# Does any one design Logo's for Business?



## Texasdirtdigger (Jan 17, 2010)

As many do... I have a line of Unique food products I wish to market.
I need a quality eyecatching Logo and label design.
I am personally not inspired... at this time ( DS passed recently), But, I really need to move forward with my new business.

I was laid off after 25 years... 18 mo ago.... Therefore, time is litterly money.
There seems to be a lot of talent on this forum... and I need help.
So, Please, if you can do graphic design... or know of someone... who would be reasonable... I'd appreciate it so very much.
Gratefully,TDD


----------



## chickenista (Mar 24, 2007)

I do!! I know of someone and she is fantastic!!!
And very affordable..
here are my logos..
my main one..









and my secondary one..










I am going to have her do a third soon that has to do with the Kitchens at The Hennery.

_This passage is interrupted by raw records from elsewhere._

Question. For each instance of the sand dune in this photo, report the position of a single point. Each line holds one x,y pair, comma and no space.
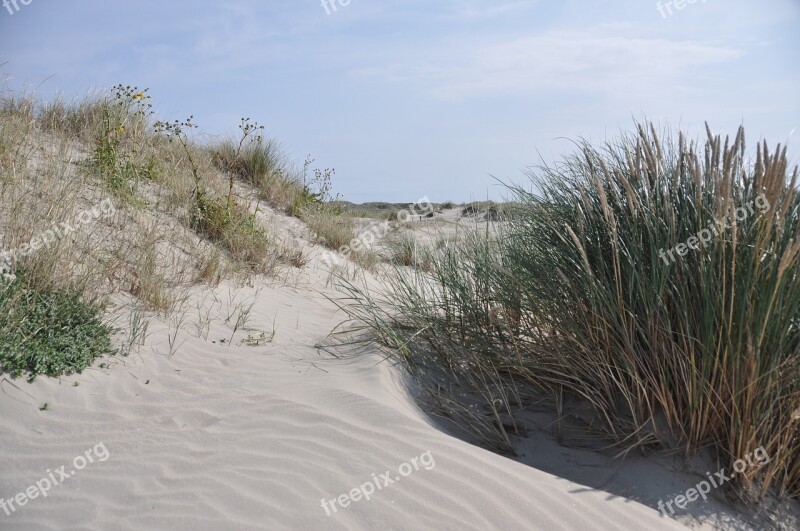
220,436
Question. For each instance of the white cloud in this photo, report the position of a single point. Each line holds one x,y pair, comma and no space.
557,60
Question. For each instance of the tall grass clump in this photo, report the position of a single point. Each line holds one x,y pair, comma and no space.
583,293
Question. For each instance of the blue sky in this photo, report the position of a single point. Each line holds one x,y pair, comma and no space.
421,97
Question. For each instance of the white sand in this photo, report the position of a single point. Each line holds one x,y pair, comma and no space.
254,437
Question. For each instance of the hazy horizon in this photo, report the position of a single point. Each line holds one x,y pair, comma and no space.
420,98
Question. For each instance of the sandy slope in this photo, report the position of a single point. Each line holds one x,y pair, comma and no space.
254,437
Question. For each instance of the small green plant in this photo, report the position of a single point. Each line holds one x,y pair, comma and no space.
51,332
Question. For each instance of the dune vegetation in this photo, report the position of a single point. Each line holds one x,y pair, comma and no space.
574,296
100,203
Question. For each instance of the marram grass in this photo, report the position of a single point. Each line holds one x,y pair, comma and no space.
576,294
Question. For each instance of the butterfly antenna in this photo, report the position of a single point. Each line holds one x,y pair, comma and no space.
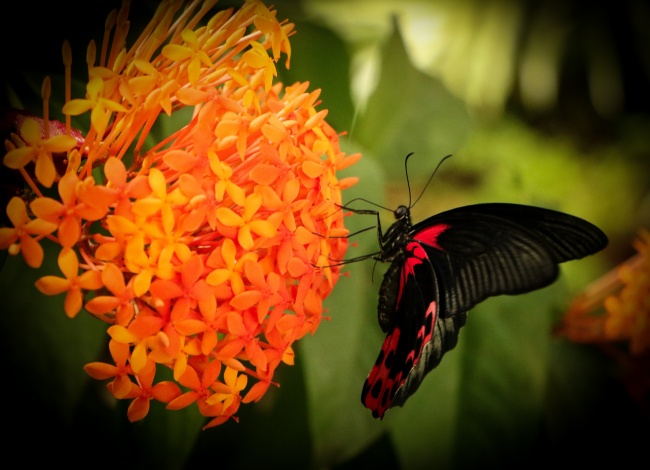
428,181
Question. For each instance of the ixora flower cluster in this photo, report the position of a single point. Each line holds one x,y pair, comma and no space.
208,253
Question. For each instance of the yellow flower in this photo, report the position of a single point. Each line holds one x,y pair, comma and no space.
201,251
39,151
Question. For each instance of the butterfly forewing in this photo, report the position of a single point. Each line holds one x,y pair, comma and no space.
446,264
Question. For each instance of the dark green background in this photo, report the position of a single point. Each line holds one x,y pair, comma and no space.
510,394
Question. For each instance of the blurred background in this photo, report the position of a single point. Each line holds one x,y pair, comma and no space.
540,102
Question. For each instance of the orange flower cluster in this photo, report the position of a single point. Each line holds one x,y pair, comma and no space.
208,252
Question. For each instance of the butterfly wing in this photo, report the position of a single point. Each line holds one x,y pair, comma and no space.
455,260
416,333
491,249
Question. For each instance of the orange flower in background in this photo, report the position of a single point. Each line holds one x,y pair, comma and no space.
614,313
204,252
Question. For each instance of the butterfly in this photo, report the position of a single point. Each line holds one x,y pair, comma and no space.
444,265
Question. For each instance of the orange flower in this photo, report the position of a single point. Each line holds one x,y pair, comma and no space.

My logo is $40 and she will give you many ideas and choices to choose from.
Her email addy is [email protected] and she has no problem with me handing it out.
She is a homesteader-y gal with ducks and chickens etc..!!


----------



## Texasdirtdigger (Jan 17, 2010)

Chickenista...........OH!! Thank you!!:goodjob:


----------



## Texasdirtdigger (Jan 17, 2010)

Sent her a message... I really love your designs.
MANY, MANY THANKS!!


----------



## chickenista (Mar 24, 2007)

Oh yeah!!
I am so glad.
I really like her work and am glad to support her in anyway that I can!


----------



## chickenista (Mar 24, 2007)

http://www.facebook.com/group.php?gid=122966004403161

here is her FB page. If you look in photos you can see her work!


----------



## Texasdirtdigger (Jan 17, 2010)

WOW!! She' is good.


----------



## twospirit (May 25, 2010)

I do graphics and logo work as well & have been doing it off and on for about 15 years now.

Michael


----------